□騒がしい廊下で
「お前、ボーダーA級のくせになんでこけたくらいで足くじくの?」
「うっせ、それとこれとは別なんだよ」
「どうだか」
そもそも高校生にもなって、階段何段が飛び降りられる最高かとか競うんじゃない。
ちなみに共犯の男子たち(米屋もまじってた)は、現在三輪が説教している。あいつの説教は長いので、先に負傷したらしい出水を保健室へ運ぶことにしたのだ。
結構勢いよくくじいたのか、歩くのが辛そうなので俺が背負って。
「おい出水ー、お姫様抱っこしてもらったほうがいいんじゃねーの?」
「ねーみょうじくん、それ写メとっていいー?」
「かっこよく映してくれ」
「やめろ了解すんなバカ! 見せもんじゃねーぞ、散れ!」
「お前自分がバカやったくせに……」
うるせーよと後ろから頭突かれる。それを見て、昼休みだからか廊下にたむろっている生徒たちが笑う。出水も恥ずかしいだろうが、その原因を負ぶっている俺の身にもなってほしいものだ。

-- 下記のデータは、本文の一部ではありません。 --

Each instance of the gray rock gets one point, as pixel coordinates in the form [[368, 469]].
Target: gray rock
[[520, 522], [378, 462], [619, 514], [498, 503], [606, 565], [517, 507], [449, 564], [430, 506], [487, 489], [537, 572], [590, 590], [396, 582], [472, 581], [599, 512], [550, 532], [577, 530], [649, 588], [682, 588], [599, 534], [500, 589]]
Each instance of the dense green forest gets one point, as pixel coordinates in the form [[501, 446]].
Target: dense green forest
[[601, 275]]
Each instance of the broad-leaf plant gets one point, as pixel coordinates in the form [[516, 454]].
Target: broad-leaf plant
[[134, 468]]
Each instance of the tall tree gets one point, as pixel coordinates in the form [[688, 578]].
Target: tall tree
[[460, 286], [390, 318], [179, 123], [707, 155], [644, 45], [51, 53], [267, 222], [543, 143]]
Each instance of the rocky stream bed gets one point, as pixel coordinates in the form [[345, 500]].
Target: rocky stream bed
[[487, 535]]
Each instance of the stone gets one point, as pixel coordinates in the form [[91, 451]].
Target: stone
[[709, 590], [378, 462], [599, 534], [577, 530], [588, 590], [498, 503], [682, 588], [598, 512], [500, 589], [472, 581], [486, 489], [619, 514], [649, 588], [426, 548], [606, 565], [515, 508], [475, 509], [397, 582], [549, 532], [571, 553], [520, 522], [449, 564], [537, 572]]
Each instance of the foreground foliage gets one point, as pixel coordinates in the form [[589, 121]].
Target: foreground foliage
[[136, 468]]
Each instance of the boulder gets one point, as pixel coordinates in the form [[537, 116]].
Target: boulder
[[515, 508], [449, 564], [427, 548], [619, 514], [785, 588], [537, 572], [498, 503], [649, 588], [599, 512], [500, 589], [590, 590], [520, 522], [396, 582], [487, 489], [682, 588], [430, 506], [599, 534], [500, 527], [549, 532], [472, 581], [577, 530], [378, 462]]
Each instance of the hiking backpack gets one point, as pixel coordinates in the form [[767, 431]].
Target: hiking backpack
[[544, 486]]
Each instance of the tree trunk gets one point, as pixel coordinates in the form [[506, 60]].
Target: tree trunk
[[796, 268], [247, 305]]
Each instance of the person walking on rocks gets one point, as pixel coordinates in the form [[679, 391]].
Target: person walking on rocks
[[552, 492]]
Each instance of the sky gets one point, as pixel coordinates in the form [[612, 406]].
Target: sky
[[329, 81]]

と、ひとごみをかき分けて、俺達の方へ向かってくる人がいた。
正確には俺に、だけど。
「ねえ、委員長! こないだの話なんだけど……」
「ん、ああ。あれなら先生に話し通したから、終礼のときにでも出ると思うよ」
「助かるー! ほんとごめんね、ありがと!」
髪をダウンヘアにしたかわいらしい女子生徒は、出水を見て吹き出してから、元来た道をたどって行った。
背中の出水は不思議そうに俺に聞く。
「こないだの話って?」
「文化祭のだよ。今年の出し物について」
「ふうん。みょうじ本当面倒見いいよな」
「……普通だと思うけど」
「だって今こうして俺のこと運んでたり、ノート貸してくれたり、あとは保健室でさぼるとき庇ってくれたりさ」
「純粋にお前が迷惑かけすぎなんだけど」
わりーわりーと大して悪いとも思っていなさそうな声を聞きながら、ため息をつく。